"Will you give me any token in support of your promise?"

The viscount put out his hand.

Canolles took the trembling hand in his own, with no purpose to do aught but press it, but in obedience to an impulse stronger than his will, he put it to his lips and imprinted an ardent kiss upon it, then rushed from the room, murmuring:—

"Ah! Nanon! Nanon! can you ever make up to me what you have caused me to lose?"


XII.

If we now turn aside for a moment and cast a glance at the princesses of the house of Condé in their exile at Chantilly, of which Richon drew such a distressing picture to the viscount, this is what we shall see.

Beneath the spreading chestnuts, powdered with snowy blossoms, on the smooth, velvety lawns sloping down to the peaceful blue ponds, a swarm of laughing, chatting, singing promenaders wandered to and fro. Here and there amid the tall grass could be seen the figure of a solitary reader, lost in waves of verdure, where naught could be distinctly seen save the white page of the book in her hand, which belonged perhaps to M. de la Calprenède's Cléopâtre, to M. d'Urfé's Astrée, or to Mademoiselle de Scudéry's Grand Cyrus. Beneath the arbors of honeysuckle and clematis could be heard the sweet strains of lutes, and invisible voices singing. At intervals a horseman, bearing a despatch, passed like a flash along the main avenue leading to the château.
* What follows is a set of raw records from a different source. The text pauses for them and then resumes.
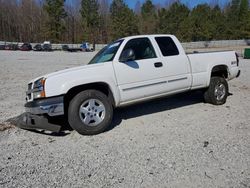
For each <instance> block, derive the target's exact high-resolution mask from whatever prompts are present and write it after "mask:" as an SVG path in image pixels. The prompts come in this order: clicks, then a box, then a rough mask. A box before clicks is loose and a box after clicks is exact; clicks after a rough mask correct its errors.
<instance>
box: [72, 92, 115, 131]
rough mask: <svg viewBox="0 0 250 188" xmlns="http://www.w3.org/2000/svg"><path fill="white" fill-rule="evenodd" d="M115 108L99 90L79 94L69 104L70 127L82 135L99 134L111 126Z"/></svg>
mask: <svg viewBox="0 0 250 188" xmlns="http://www.w3.org/2000/svg"><path fill="white" fill-rule="evenodd" d="M112 118H113V107H112V105H111V102H110V101H109V100H108V97H107V96H106V95H105V94H104V93H102V92H100V91H97V90H86V91H82V92H80V93H79V94H77V95H76V96H75V97H74V98H73V99H72V100H71V101H70V104H69V110H68V120H69V124H70V126H71V127H72V128H73V129H74V130H76V131H77V132H78V133H80V134H82V135H93V134H99V133H101V132H103V131H105V130H106V129H107V128H108V127H109V125H110V124H111V121H112Z"/></svg>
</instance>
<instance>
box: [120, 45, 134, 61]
mask: <svg viewBox="0 0 250 188" xmlns="http://www.w3.org/2000/svg"><path fill="white" fill-rule="evenodd" d="M133 60H135V52H134V50H133V49H131V48H129V49H126V50H124V51H123V52H122V54H121V57H120V62H123V63H125V62H128V61H133Z"/></svg>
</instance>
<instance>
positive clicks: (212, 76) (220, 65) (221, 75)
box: [211, 65, 228, 78]
mask: <svg viewBox="0 0 250 188" xmlns="http://www.w3.org/2000/svg"><path fill="white" fill-rule="evenodd" d="M214 76H219V77H223V78H228V68H227V66H226V65H218V66H215V67H214V68H213V69H212V72H211V77H214Z"/></svg>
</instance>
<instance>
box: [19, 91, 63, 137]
mask: <svg viewBox="0 0 250 188" xmlns="http://www.w3.org/2000/svg"><path fill="white" fill-rule="evenodd" d="M25 110H26V113H24V114H22V115H21V116H20V120H19V123H18V125H17V126H18V127H20V128H23V129H44V130H49V131H52V132H60V130H61V126H60V125H56V124H52V123H50V122H49V118H50V117H54V116H61V115H64V104H63V96H59V97H53V98H48V99H40V100H35V101H32V102H28V103H26V104H25Z"/></svg>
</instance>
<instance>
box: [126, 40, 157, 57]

Meanwhile, upon the terrace, three women, dressed in satin, and followed at a distance by mute and respectful equerries, were walking gravely to and fro with ceremonious, majestic gestures: in the middle, a lady of noble and stately figure, despite her fifty-seven years, was holding forth magisterially upon affairs of state; at her right, a young lady clad in garments of sombre hue, and holding herself stiffly erect, listened with contracted brows to her neighbor's learned views; at her left another older lady, the stiffest and primmest of the three, because she was of less illustrious rank, was talking, listening, and meditating all at once.